Original: Little sister taste (wechat public ID: XJjdog), welcome to share, reprint, please keep the source.

New in 2020, the description of some components has been updated. The 19 year article is here. If you work on selection, or want to learn about some of the technologies that are popular right now, this article is for you.

This article covers 14 areas and covers hundreds of frameworks and tools. There will be some you like, and probably some you hate. This is one of the most common tools I work with on a regular basis, and it applies to companies large and small. If you have a better one, please leave a comment.
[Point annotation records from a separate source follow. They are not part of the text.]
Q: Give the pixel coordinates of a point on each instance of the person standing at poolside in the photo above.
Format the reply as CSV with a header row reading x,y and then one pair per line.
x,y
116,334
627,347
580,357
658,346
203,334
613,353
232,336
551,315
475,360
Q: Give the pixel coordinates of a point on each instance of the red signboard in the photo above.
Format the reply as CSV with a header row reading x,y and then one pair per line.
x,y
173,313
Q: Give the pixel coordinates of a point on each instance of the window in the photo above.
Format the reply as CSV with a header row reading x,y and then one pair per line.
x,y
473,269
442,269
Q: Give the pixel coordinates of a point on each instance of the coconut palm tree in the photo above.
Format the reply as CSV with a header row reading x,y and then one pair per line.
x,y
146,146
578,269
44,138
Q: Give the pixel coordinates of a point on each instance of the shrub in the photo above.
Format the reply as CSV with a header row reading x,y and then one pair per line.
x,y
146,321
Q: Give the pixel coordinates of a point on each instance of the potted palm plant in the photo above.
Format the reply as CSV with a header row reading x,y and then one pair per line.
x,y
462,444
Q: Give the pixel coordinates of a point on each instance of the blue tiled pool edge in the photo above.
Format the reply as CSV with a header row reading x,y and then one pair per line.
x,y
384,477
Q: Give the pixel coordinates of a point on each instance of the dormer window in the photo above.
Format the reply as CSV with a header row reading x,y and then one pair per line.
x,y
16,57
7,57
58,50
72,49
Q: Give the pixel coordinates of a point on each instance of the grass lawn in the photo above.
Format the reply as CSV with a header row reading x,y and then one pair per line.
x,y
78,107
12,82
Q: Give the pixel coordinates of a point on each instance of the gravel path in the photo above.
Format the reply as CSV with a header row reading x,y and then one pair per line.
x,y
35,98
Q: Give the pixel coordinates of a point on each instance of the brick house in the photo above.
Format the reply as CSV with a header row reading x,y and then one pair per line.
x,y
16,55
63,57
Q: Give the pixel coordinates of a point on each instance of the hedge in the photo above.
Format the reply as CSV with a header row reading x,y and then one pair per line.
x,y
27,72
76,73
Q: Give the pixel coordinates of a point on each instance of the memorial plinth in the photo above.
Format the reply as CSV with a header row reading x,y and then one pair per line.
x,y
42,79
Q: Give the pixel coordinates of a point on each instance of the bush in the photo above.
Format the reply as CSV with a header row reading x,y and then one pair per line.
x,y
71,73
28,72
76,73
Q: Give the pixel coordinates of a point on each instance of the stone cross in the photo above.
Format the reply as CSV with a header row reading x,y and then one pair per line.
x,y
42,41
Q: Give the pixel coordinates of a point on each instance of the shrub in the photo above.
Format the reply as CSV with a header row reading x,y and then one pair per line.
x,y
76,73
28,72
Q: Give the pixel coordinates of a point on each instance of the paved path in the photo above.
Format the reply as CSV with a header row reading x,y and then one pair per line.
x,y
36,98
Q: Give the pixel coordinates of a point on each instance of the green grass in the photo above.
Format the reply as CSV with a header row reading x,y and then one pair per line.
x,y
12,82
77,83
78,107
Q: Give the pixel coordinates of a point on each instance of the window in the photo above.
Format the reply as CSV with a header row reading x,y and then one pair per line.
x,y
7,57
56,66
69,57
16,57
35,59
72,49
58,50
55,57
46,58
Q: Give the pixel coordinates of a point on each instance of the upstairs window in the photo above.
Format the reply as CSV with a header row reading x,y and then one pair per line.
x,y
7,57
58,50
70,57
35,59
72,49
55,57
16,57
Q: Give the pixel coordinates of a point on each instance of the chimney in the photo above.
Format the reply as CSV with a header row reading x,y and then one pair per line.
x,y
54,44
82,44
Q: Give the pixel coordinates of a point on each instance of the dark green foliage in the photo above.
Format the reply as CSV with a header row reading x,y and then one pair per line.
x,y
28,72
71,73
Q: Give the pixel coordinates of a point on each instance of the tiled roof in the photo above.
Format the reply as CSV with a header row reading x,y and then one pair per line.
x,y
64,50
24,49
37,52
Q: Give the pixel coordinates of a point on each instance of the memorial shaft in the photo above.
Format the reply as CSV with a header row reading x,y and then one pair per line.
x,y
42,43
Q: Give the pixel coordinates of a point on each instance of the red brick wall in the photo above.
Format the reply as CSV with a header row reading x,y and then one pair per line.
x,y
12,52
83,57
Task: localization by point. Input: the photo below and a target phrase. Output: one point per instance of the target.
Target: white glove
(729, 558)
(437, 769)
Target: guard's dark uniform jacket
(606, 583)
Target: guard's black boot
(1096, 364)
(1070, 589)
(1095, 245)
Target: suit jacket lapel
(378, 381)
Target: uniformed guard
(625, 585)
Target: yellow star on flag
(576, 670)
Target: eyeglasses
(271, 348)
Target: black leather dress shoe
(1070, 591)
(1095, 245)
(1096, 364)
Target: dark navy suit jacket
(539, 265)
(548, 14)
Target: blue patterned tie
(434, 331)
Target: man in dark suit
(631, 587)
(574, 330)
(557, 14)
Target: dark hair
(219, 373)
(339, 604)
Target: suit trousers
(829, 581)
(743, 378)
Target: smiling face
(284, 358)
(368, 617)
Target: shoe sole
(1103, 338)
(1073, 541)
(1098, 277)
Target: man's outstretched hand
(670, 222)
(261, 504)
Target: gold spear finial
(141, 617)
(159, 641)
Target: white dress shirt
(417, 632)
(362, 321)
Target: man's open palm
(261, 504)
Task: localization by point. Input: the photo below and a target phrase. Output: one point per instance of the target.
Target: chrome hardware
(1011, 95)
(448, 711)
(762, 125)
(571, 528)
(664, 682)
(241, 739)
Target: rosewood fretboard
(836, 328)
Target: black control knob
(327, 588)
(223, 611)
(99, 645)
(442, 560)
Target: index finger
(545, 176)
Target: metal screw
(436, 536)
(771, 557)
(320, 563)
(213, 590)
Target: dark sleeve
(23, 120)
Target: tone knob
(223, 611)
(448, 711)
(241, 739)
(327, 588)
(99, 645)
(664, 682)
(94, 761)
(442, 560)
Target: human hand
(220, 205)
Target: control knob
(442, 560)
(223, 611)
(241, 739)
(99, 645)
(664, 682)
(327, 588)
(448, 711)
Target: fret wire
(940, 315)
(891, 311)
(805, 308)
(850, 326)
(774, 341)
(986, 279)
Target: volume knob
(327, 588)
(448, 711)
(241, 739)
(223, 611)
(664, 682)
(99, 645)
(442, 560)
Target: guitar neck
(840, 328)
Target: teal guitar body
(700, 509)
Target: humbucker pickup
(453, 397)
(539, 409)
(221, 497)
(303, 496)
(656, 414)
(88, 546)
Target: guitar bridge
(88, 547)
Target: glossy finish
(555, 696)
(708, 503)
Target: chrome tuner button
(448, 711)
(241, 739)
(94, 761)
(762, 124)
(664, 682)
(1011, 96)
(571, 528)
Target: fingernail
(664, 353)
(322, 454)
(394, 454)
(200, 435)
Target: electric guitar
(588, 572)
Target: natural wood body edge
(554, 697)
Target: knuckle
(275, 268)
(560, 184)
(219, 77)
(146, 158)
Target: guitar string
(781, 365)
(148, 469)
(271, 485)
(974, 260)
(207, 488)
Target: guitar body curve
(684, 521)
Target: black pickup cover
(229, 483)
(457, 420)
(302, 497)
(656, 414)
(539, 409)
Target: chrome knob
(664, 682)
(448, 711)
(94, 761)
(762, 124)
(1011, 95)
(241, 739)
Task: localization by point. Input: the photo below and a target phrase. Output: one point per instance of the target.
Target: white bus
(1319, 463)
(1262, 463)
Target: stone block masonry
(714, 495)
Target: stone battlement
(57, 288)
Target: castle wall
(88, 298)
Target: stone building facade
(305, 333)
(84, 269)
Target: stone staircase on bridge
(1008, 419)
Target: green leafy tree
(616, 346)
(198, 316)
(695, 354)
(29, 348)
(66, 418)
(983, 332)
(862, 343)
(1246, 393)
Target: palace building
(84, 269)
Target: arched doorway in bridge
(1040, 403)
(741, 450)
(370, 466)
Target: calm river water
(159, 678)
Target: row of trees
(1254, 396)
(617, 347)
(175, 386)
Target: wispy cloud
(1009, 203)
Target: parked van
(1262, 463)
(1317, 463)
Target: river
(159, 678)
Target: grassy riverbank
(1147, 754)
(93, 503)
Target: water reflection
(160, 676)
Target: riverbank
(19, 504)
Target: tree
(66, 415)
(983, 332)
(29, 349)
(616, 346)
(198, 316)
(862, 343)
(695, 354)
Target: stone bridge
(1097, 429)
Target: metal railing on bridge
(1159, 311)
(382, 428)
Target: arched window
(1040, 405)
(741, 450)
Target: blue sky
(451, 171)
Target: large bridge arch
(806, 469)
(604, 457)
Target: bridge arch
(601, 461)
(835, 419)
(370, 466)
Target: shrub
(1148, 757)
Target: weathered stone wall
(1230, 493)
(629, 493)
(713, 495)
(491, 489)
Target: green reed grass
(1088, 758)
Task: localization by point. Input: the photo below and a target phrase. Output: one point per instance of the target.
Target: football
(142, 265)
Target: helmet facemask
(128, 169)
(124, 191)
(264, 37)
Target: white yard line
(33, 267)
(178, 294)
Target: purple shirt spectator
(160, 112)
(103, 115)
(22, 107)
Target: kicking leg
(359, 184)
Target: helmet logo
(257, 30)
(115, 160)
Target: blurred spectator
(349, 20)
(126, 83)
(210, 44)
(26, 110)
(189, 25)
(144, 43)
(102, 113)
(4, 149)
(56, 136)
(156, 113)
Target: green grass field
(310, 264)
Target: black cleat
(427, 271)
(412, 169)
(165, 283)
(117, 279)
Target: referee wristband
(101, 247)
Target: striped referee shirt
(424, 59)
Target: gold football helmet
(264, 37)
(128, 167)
1, Message queue 2, Cache 3, Library Sub-table 4, Data synchronization 5, Communication 6, Micro service 7, distributed tool 8, monitoring system 9, scheduling 10, entry tool 11, OLT (A) P 12, CI/CD 13, Problem investigation 14, local toolCopy the code

1. Message queue

  • √ recommended :(1) throughput is preferredkafka
  • (2) Stability is preferredRocketMQ
  • (3) Internet of Things:VerneMQ

A large distributed system is usually asynchronous and runs on a message bus. As the most important basic component, message queue plays an important role in the whole architecture. Asynchrony usually means a change in the programming model, with less timeliness.

Kafka is by far the most commonly used message queue, especially for big data, with extremely high throughput. Rocketmq and RabbitMQ, which are carrier-level message queues, are more commonly used in services. In comparison, ActiveMQ is the least used and belongs to the older generation of message frameworks.

Pulsar is a young messaging system designed to solve some of the problems on Kafka. It has a limited toolchain. Some radical teams have tried it out and been well received, but not many have actually used it.

MQTT is a protocol, mainly used in the Internet of things, can two-way communication, belongs to the category of message queue, recommended to use VerneMQ.

Related articles: “Holistic” distributed Messaging Systems, Design essentials. “Kafka” 360 degree test: Kafka will lose data? Does its high availability meet requirements? “Kafka” uses multithreading to increase Kafka’s consumption power “AMQ” ActiveMQ architecture design and best practices, requires 10,000 words “MQ” open source a Kafka enhancement: OKMQ-1.0.0

Second, the cache

  • √ recommended :(1) use the default cache in the heapcaffeine
  • (2) Distributed cache adopts redis cluster mode, but pay attention to the restrictions

Data cache is an effective way to reduce the pressure on the database, there are stand-alone Java internal cache, and distributed cache.

For standalone, Guava’s LoadingCache and EhCache are familiar, but SpringBoot chose Caffeine as its default in-heap cache because Caffeine is faster.

For distributed caches, the preferred option is Redis, don’t hesitate. Since Redis is single-threaded (6.0 supports multithreading but is disabled by default), it is not suitable for time-consuming operations. So for some large data caches, such as images, videos, etc., using memcached is much better.

JetCache is a Java-based cache system wrapper that provides a unified API and annotations to simplify cache usage. Similar to SpringCache, support for local and distributed caches is also a useful tool for simplifying development.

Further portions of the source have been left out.